Em poucos anos farei seis décadas de vida, nesse tempo vivi em muitos lugares. Sou um permanente migrante dentro do meu país. Desde cedo convivo com as contradições mais duras e profundas inerentes a sociedade e ao homo sapiens, o que não é meu privilégio.

Criança, depois de sair do interior paulista, vivi até os dez anos na floresta, em Paragominas. Uma década de tristezas e alegrias. Consternação pelas lembranças das dificuldades enfrentadas por meu pai, mas especialmente por minha mãe, que sempre cuidou de mim. Meu pai, o provedor, vivia no mundo para garantir a sustentação da família. Tempo em que os ricos fazendeiros matavam impunemente e enterravam em cemitérios privados; a polícia prendia e torturava livremente quem bem entendesse, a insegurança e o medo eram constantes; era proibido falar o que se pensava. Entretanto, viver nos igarapés, subir em árvores, correr atrás de bichos, ser parte da natureza deixou marcas e alegrias imprescindíveis para a vida.

Adolescente, na capital paraense, aprendi que a história é resultado da ação dos mais organizados, capazes de impor suas ideias, cultura, forma de vida e definir como a sociedade deve ou poderá ser. Descobri o valor da força da luta do povo. Um tempo que se inicia a entrega, o compromisso e a confiança na construção de uma nova sociedade. Vieram outras fases, o mundo passou a ser minha casa, a democracia reconquistada manteve os assassinos da ditadura impunes; alguns, que se diziam camaradas, passaram para o lado do opressor, principalmente em suas práticas, apesar de preservarem discursos humanitários. Ter a dor da perda de quem se ama, muitas dores e descobertas.

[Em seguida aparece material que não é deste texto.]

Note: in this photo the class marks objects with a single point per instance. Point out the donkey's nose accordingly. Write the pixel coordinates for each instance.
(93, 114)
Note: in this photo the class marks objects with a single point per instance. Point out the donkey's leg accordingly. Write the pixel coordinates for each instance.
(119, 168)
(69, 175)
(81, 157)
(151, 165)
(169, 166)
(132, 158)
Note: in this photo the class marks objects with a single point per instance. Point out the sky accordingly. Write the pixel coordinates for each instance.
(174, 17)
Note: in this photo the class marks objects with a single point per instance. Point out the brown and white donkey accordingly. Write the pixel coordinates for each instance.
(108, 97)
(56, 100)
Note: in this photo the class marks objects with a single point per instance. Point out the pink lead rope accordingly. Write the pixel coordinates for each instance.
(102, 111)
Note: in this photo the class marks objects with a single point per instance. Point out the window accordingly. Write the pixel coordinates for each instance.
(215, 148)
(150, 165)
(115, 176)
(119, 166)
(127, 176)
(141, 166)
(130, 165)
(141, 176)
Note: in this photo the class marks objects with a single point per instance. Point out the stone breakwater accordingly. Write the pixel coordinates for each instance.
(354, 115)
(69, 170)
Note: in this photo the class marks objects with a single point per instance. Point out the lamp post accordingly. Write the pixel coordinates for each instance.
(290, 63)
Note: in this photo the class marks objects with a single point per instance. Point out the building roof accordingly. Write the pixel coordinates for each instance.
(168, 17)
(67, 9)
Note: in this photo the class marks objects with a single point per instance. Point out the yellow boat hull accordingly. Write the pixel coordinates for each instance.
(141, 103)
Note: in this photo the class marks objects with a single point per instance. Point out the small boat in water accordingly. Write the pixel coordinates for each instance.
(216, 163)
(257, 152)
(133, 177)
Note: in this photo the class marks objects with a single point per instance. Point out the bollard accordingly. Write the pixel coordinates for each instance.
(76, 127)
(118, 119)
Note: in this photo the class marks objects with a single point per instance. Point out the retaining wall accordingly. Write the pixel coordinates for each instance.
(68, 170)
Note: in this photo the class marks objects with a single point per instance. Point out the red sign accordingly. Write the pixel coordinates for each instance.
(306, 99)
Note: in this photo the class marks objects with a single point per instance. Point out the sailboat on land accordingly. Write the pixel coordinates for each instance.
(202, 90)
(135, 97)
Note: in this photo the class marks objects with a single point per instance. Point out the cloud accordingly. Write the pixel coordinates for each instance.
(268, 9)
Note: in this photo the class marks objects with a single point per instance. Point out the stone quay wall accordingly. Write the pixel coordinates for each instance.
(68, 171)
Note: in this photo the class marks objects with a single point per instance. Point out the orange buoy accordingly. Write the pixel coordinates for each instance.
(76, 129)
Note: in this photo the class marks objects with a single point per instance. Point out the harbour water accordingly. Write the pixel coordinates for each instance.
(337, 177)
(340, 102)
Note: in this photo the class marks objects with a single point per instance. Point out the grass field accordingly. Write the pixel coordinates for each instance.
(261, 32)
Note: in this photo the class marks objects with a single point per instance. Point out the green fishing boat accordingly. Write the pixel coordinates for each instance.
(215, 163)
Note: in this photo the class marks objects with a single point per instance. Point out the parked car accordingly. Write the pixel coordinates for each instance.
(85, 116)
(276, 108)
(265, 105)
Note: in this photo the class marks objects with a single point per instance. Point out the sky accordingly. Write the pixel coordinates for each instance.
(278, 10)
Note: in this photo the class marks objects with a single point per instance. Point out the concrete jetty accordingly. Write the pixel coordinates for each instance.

Traições, maledicências e maldades surgem de forma avassaladora nas relações pessoais. Enfrentar a desumanidade de quem se diz na mesma trincheira, a ação para destruir o trabalho de organização popular deixa marcas de dor na memória. A calúnia, a mentira o sadismo. As mais vis crueldades, capazes de causar inveja ao demônio, a Judas e seus adeptos.

A pandemia somente reforça estas contradições. Os poderosos usam a morte para aumentar suas riquezas, querem dizimar quem pode lhes derrotar, caso adquira consciência de classe, se organize e unidos os enfrentem. Os mais ricos ficam mais ricos. Os maldosos propagam o veneno que carregam. Não precisa ser da classe dominante, o discurso e sua origem social não altera sua prática, como autênticos traidores do combate por um novo mundo, de relações justas, fraternas e igualitárias.